Wednesday, May 11, 2011

The Moment of Truth

After losing Game 4 Monday night, Kevin Garnett and the Celtics find themselves down 3-1 to the Heat, needing a miracle to get back in the series. We're about to find out if they can pull it off. 

Despite dominating the Eastern Conference for the past four seasons, winning the 2008 NBA Title and reaching the NBA Finals last season, the Boston Celtics are about to play their most important game of the 21st century on Wednesday night.

The importance of Game 5 in Miami lies not only in its do-or-die nature. Sure, after losing 98-90 in overtime Monday night, the championship-or-bust Celtics now trail the Eastern Conference Semifinal series 3-1, forcing a must win scenario Wednesday night against the Heat. But what really makes Game 5 so significant is because it means so much more in the grand scheme of things.

Simply put, this could be the Celtics' last legitimate shot at winning a title during the Big Three era.

When Danny Ainge went out and traded for Kevin Garnett and Ray Allen in the summer of 2007, he made the ultimate gamble. In pairing KG and Ray with the incumbent star, Paul Pierce, Ainge put his ultimate faith in the Big Three to restore basketball pride in the city of Boston.

Almost instantly, everything clicked and the Big Three hoisted Banner 17 in 2008, ending a 21 year championship drought. Since then, they reached the Conference finals despite playing without an injured KG, then lost in Game 7 of the NBA Finals against the Lakers. All the while, they have recorded at least 50 wins every season and played at a consistently elite level unrivaled league-wide.

For Celtics fans to beg and plead for another title from the Big Three would be asking too much. We've already been blessed enough.

Whether we like to admit it or not, the game of basketball is a young man's sport. The amount of energy needed to compete and succeed at the highest level is beyond calculation. This is exactly the reason why the Heat have been able to put a stranglehold on the series thus far.

LeBron James, Dwyane Wade and, to a lesser degree, Chris Bosh, have been performing at the peak of their games and simply outrun, outshot, outrebounded and outdefended the aging Celtics. The only game the Celtics have won in the series came in Game 3 when Rajon Rondo single-handedly (literally) beat the Heat.

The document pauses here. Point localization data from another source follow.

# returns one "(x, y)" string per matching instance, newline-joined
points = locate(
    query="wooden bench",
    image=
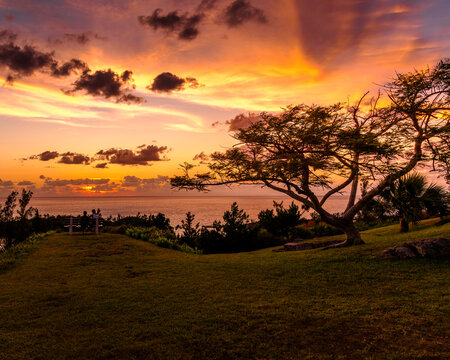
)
(72, 223)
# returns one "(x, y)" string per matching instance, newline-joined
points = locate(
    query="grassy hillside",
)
(109, 296)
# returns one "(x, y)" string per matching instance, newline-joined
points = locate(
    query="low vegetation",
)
(110, 296)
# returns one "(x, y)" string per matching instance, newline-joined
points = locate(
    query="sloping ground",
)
(112, 297)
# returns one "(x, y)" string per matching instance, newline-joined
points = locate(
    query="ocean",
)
(206, 209)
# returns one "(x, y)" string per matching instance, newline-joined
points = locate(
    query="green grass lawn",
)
(112, 297)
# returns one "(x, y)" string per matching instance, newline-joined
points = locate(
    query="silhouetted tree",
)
(307, 148)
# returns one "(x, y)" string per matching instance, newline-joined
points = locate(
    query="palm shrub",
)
(411, 195)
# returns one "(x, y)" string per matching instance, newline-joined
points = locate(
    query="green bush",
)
(300, 232)
(323, 229)
(159, 238)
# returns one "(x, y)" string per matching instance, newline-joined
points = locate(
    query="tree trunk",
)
(353, 236)
(404, 225)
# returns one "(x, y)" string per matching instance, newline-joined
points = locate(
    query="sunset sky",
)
(110, 96)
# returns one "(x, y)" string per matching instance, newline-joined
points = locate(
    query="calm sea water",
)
(205, 208)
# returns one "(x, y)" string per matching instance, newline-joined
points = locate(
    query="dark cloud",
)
(101, 166)
(25, 183)
(76, 182)
(71, 158)
(26, 60)
(79, 38)
(144, 184)
(242, 11)
(45, 156)
(7, 35)
(68, 68)
(167, 82)
(185, 25)
(202, 157)
(107, 84)
(206, 5)
(6, 184)
(142, 156)
(329, 28)
(242, 121)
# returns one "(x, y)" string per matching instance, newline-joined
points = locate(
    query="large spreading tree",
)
(311, 152)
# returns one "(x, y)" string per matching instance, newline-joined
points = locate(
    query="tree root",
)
(342, 244)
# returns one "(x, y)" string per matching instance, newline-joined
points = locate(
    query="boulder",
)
(292, 246)
(401, 252)
(431, 248)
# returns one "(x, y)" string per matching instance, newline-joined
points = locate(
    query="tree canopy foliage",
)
(311, 152)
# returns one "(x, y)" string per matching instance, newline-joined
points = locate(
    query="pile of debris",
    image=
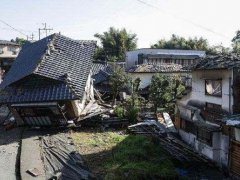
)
(99, 114)
(166, 133)
(61, 159)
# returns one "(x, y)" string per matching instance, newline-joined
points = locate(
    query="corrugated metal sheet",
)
(38, 121)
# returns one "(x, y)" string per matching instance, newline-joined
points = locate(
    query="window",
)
(213, 106)
(11, 48)
(204, 136)
(213, 87)
(187, 126)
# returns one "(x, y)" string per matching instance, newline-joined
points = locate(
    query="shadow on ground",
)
(139, 157)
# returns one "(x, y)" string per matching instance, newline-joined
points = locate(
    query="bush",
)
(132, 114)
(119, 111)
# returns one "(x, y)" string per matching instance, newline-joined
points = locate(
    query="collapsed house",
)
(208, 119)
(101, 78)
(50, 81)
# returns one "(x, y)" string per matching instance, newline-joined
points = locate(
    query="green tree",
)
(236, 43)
(114, 44)
(164, 91)
(118, 80)
(19, 41)
(176, 42)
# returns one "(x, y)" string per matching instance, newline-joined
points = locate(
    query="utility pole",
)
(44, 29)
(31, 37)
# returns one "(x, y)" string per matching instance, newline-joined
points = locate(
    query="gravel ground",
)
(9, 153)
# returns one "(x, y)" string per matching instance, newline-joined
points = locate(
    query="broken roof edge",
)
(2, 85)
(158, 68)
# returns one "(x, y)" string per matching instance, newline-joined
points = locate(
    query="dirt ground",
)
(96, 149)
(9, 153)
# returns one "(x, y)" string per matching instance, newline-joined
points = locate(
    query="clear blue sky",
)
(215, 20)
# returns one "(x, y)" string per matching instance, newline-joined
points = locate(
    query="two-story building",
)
(162, 56)
(145, 63)
(203, 113)
(8, 52)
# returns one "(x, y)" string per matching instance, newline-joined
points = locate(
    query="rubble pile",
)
(168, 140)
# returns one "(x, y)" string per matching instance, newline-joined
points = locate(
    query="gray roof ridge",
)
(47, 52)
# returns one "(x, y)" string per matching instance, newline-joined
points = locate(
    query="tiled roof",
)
(57, 58)
(97, 66)
(216, 62)
(103, 75)
(172, 56)
(4, 42)
(168, 51)
(156, 68)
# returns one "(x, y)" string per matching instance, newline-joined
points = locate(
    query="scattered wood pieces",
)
(34, 172)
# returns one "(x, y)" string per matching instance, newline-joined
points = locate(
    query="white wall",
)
(147, 77)
(6, 53)
(198, 87)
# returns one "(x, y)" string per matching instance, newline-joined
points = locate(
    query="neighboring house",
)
(203, 113)
(159, 56)
(8, 52)
(50, 81)
(101, 79)
(146, 71)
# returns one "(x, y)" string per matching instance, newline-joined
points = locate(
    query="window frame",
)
(215, 95)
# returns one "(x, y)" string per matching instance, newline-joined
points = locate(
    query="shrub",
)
(119, 111)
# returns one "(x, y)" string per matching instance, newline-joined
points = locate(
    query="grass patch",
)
(113, 155)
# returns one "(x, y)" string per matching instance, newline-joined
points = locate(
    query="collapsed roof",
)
(103, 74)
(216, 62)
(51, 69)
(4, 42)
(157, 68)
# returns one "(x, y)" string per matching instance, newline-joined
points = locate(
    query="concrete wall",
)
(218, 152)
(198, 88)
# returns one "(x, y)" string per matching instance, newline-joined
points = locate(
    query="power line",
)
(44, 29)
(13, 28)
(184, 19)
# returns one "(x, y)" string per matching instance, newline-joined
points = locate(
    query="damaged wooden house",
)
(50, 81)
(208, 117)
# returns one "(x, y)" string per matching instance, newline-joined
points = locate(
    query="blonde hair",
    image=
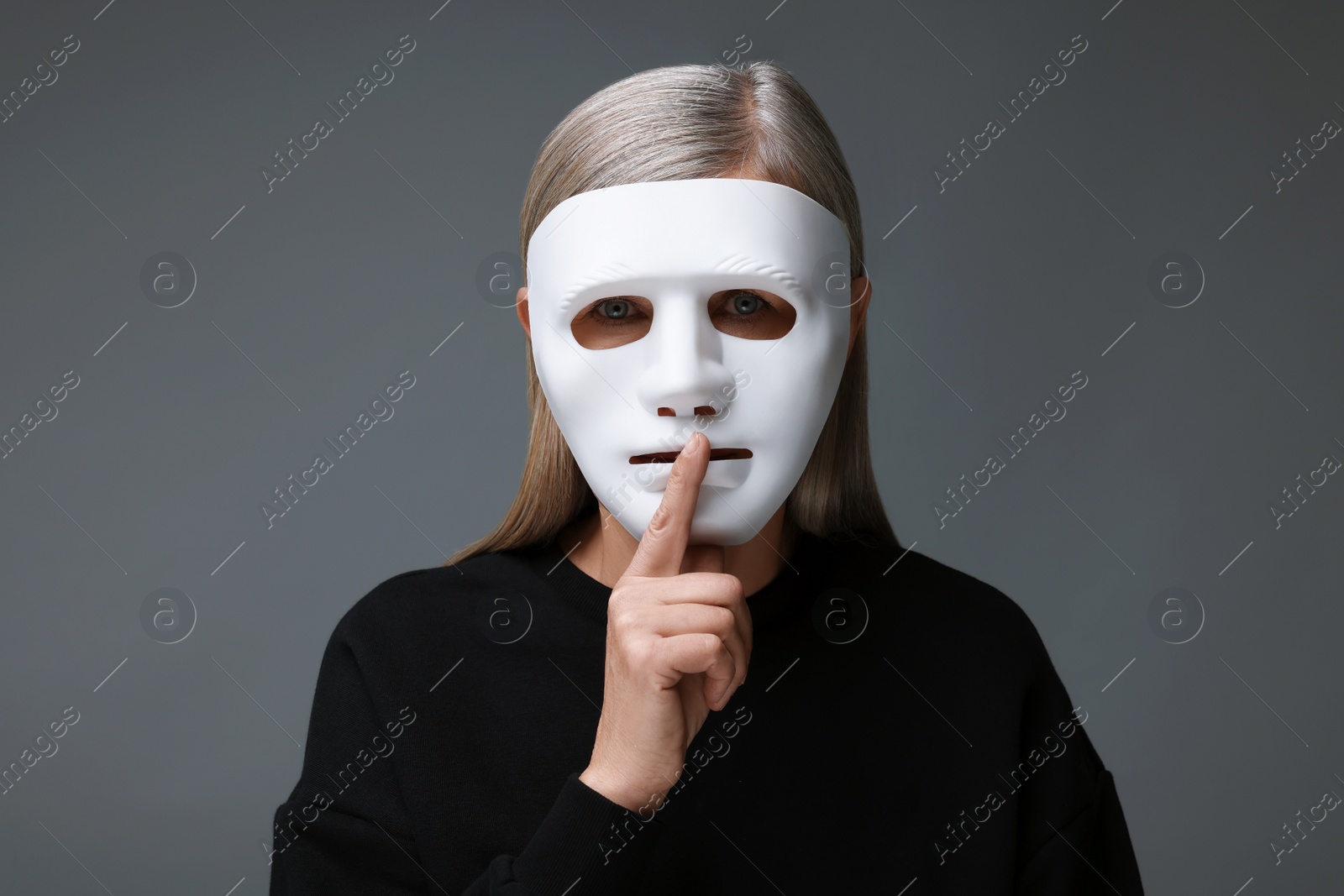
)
(674, 123)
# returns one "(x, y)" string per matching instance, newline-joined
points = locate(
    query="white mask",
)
(676, 244)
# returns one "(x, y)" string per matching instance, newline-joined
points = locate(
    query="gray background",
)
(988, 296)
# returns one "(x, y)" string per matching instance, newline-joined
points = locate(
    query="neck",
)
(605, 550)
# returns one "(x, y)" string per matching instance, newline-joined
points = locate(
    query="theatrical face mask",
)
(717, 304)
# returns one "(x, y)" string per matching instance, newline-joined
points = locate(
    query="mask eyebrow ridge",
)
(746, 265)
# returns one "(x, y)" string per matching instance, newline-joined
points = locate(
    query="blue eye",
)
(620, 305)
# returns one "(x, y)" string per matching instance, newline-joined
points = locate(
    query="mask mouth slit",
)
(716, 454)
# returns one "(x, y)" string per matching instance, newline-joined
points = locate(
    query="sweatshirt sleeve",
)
(1073, 837)
(344, 829)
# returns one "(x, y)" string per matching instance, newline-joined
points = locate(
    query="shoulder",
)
(432, 604)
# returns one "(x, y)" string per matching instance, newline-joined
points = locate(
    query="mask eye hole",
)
(612, 322)
(752, 313)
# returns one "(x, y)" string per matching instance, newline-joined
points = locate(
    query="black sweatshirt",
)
(900, 725)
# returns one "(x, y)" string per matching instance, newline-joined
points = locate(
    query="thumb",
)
(703, 558)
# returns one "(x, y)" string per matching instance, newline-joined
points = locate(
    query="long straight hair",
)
(682, 123)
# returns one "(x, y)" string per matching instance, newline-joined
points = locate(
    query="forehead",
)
(685, 233)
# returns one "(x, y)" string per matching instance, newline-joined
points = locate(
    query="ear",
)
(522, 311)
(859, 309)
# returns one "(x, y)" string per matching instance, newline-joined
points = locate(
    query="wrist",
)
(638, 799)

So far, youth has trumped experience.

In the end, Game 5 Wednesday night will be the single most important game the Big Three will ever play together. We know all too well that Kevin Garnett, Paul Pierce and Ray Allen are already well into the final chapter of the brilliant careers. This could very well be their final shot at another title together in Boston.

And, if the Celtics lose, all the talking heads and nay-sayers will say the window of opportunity is officially over for Boston. That the Big Three can no longer get it done. That the Celtics dynasty is over.

But if they win, it just might be the beginning of something great. The beginning of an epic comeback ignited by a trio of battle-tested veterans that everyone said were too old. Too slow. Unable to keep up with new young guns in the league.

Kevin Millar famously said, "Don't let us win tonight" before Game Four of the ALCS against the Yankees in 2004. He wasn't worrying about coming all the way back from an 0-3 hole. He was just focusing on one game. One game to keep the Red Sox season alive. One game at a time.

On Wednesday night, we will learn how the final chapter of the Big Three's legacy unfolds. They will either step up and begin one of the greatest comebacks of all time. Or they will fold against the Heat and bear witness to the literal and metaphorical end of their reign.

The moment of truth is now officially upon us.

Don't let the Boston Celtics win Wednesday night.